Appears that Salinger’s been on the trail of a few evil bankers for years, and the movie begins in medias res with the assassination of someone Salinger knows (followed fast by the assassination of someone else this someone was chatting with a few minutes prior to his assassination), whipping our man into a mild lather. But why, oh why, won’t anyone believe him? Blank stares are his only reward as he butts heads with the local constabulary, evil lawyers, and corrupt officials, dooming everyone he talks to with a paranoid hit. Only wide-eyed, stalwart Elly is on his side, her presence more an excuse for Tykwer to shoot on location in New York (and at the Guggenheim!) than the mark of any dramatic counterpoint or sense. It’s a deficiency the film seems to notice and tries to address with one character asking her why the NYPD could possibly be interested in a German bank. The picture really fails not because the premise that banks have gone off the reservation over and over again and continue to get bailed out no matter their offense is far-fetched in the slightest, but because the details are so tidy. Although “I’m confused” is the script’s most reliable crutch (at least three different characters utter it), the irony is that the film isn’t confusing, drawing a straight line from beginning to end–and that includes an ironic epilogue that’s only ironic if you’re a complete tool. All that’s confusing is how it could be that an international hitman is wearing a one-of-a-kind shoe manufactured by a single company and prescribed by one lone quirky doctor (Tibor Feldman) in the entire Naked City. Surely, you jest.
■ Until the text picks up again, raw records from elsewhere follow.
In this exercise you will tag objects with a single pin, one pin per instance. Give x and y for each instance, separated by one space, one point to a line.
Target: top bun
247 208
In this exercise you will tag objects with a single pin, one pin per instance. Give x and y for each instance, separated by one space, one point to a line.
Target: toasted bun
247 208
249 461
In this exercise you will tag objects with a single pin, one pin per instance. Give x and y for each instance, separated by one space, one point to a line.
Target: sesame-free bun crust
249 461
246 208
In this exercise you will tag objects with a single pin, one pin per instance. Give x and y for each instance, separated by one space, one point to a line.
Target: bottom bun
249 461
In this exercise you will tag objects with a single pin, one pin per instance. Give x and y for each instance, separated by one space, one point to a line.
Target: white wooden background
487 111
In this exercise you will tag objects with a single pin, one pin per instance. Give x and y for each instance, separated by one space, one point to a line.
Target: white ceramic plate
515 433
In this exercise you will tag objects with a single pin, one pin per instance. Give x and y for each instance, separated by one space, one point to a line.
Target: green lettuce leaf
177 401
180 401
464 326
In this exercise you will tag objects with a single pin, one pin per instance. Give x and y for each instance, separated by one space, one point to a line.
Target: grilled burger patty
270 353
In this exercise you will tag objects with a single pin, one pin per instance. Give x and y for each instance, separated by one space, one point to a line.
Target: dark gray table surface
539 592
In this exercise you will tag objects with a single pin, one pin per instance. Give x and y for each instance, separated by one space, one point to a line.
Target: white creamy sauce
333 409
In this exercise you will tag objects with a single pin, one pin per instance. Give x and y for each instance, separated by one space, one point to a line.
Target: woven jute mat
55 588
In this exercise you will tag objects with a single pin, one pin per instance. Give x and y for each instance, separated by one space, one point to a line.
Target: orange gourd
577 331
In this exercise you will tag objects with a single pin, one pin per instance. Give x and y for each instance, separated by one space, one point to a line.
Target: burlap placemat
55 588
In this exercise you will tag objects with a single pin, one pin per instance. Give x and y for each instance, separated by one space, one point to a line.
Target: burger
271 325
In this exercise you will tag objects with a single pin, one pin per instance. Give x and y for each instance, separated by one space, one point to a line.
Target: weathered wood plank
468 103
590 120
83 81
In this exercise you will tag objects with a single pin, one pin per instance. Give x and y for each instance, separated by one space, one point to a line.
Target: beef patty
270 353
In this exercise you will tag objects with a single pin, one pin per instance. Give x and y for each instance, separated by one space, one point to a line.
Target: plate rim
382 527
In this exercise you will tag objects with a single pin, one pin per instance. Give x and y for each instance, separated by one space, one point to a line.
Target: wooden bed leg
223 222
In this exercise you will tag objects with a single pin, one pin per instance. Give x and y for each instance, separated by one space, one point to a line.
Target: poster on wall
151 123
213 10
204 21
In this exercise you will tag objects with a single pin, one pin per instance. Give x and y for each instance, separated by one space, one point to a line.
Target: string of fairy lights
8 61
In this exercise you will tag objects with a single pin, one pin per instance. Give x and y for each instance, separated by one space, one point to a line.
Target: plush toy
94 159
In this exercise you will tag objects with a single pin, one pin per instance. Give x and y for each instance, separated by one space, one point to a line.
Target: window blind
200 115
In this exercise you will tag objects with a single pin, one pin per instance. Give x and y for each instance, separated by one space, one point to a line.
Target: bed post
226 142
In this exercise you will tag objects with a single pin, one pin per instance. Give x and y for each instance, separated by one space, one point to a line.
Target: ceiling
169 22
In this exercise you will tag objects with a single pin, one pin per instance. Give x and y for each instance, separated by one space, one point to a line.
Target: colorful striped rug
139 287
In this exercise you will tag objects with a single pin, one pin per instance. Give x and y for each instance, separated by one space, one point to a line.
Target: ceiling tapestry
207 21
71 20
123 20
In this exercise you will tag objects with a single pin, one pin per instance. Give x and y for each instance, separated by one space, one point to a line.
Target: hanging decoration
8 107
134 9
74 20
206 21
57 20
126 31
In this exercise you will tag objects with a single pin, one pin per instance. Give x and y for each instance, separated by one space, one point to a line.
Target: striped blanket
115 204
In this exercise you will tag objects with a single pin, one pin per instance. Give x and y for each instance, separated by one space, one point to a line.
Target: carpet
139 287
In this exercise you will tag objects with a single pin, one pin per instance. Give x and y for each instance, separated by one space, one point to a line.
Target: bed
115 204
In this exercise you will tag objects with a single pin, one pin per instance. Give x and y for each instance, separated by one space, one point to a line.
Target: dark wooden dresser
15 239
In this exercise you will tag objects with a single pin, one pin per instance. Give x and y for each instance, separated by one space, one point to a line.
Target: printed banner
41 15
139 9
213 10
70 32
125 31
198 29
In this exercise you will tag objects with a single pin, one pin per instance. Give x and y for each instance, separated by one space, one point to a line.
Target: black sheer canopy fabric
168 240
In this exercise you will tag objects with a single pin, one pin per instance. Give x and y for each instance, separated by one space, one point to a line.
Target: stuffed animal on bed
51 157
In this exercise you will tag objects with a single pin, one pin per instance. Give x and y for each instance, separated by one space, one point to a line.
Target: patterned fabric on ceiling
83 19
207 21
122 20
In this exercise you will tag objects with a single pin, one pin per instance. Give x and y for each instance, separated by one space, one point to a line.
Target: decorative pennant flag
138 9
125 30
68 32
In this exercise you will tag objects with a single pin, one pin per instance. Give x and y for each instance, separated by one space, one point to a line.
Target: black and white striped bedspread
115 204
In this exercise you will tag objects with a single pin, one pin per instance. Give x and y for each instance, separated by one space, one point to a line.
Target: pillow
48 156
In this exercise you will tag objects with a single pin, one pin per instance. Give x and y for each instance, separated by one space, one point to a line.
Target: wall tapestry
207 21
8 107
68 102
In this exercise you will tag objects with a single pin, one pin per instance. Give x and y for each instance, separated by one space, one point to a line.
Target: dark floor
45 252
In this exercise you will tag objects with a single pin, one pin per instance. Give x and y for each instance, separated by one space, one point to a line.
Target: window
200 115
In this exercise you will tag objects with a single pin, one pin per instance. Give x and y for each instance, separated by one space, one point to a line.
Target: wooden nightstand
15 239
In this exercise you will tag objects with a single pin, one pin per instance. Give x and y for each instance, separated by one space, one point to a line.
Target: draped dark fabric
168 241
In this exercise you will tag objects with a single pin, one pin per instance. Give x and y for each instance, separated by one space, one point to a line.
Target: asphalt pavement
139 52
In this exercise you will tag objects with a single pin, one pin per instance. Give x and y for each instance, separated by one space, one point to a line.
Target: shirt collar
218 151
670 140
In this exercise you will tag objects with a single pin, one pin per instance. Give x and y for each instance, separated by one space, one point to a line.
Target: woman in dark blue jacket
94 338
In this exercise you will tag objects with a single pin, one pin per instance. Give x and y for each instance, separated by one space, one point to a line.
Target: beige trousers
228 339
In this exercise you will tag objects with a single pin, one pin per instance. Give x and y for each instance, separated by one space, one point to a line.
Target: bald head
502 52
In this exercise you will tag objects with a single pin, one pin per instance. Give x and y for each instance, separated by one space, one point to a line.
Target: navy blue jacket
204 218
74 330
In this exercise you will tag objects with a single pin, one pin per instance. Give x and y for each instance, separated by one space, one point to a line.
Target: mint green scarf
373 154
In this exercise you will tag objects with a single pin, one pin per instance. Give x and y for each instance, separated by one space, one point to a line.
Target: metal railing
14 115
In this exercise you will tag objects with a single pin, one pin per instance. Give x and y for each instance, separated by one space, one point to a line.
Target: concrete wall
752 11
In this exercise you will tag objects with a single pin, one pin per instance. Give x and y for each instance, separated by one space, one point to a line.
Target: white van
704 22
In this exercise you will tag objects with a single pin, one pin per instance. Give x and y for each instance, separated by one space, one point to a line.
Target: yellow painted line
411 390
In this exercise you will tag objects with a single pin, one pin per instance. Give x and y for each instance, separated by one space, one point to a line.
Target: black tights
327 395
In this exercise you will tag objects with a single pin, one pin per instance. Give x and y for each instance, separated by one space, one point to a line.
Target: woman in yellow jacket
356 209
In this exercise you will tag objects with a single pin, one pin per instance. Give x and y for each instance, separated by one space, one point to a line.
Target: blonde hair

For what it’s worth, über-villain Jonas (Ulrich Thomsen) is pleasantly euro-trashy in an Alan Rickman-in-Die Hard sort of way and chief henchman Wilhelm (Armin Mueller-Stahl) is appropriately grandfatherly in spite of a weird late-game conversation in which it’s revealed he was…a Cossack? No matter, The International is a puff piece dressed up in Oscar finery that’s found itself late for the ball, dumped in the winter wasteland as too boring for summer and without enough paternalistic racism or Holocaust for awards season. It’s the type of movie that encourages the rubes in the cineplex daft enough to believe that this picture is more thoughtful than something as genuinely fertile as the “for kids” Coraline to cluck at the white-collar shenanigans and nod knowingly at one another that they were already “in the know” about such things as malfeasance occurring in the marble halls of high finance. How they’ll fit that smug sense of liberal self-satisfaction alongside a lovely, kinetic gunfight in a space only ever used better on film in Matthew Barney’s Cremaster Cycle is an act of delusional creativity that’s already more fascinating than anything in The International.